Cut in the dairy free butter using a pastry cutter, butter knife, or simply working it in by hand, until the mixture resembles coarse crumbs.
Stir in the raisins.
Add the oat milk mixture, stirring and forming a dough until just combined. Sprinkle a little flour over the top of the dough in the bowl, then flip the dough and sprinkle a little more flour on that side. The goal is to get just enough flour on the dough to make it workable, and then shape it somewhere between a disc and boule (slightly rounded ball). It should look like a circle with a slightly domed top.
Place the dough on the parchment-lined baking sheet. With a sharp knife, score the center of the dough with an X about ½-inch thick.

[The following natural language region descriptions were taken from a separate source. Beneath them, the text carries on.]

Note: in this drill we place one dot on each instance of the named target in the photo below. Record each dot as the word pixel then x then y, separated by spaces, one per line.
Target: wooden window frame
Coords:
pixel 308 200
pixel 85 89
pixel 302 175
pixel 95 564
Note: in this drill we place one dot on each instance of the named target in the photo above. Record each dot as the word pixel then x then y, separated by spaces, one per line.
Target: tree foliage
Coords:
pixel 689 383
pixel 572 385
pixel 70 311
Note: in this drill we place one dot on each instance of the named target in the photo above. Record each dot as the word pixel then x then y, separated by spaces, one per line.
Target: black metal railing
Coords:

Bake at 400 degrees F for about 35-45 minutes, or until the bread is cooked through. When cooked through, it should have a hollow sound when tapped and a toothpick will pull out clean.
Let cool on a cooling rack for at least an hour, then slice and enjoy.
- If you try to slice this immediately out of the oven, it will crumble a bit. Let it cool fully before slicing if you’re hoping for nice-looking slices.
- This recipe makes one loaf, which yields around 10-12 slices. For the nutrition analysis, we assume 12 slices.
Nutrition analysis (approximate per serving): 262 calories, 5.5 g fat, 2 g saturated fat, 460 mg sodium, 48 g carbohydrate, 2 g fiber, 11.5 g sugar, 5.5 g protein, Vitamin D: 2%, Calcium: 6%, Iron: 13%, Potassium: 3%
Share: When you think of Irish soda bread, do you think of the plain brown bread or this spotted dog bread that’s sweeter with raisins?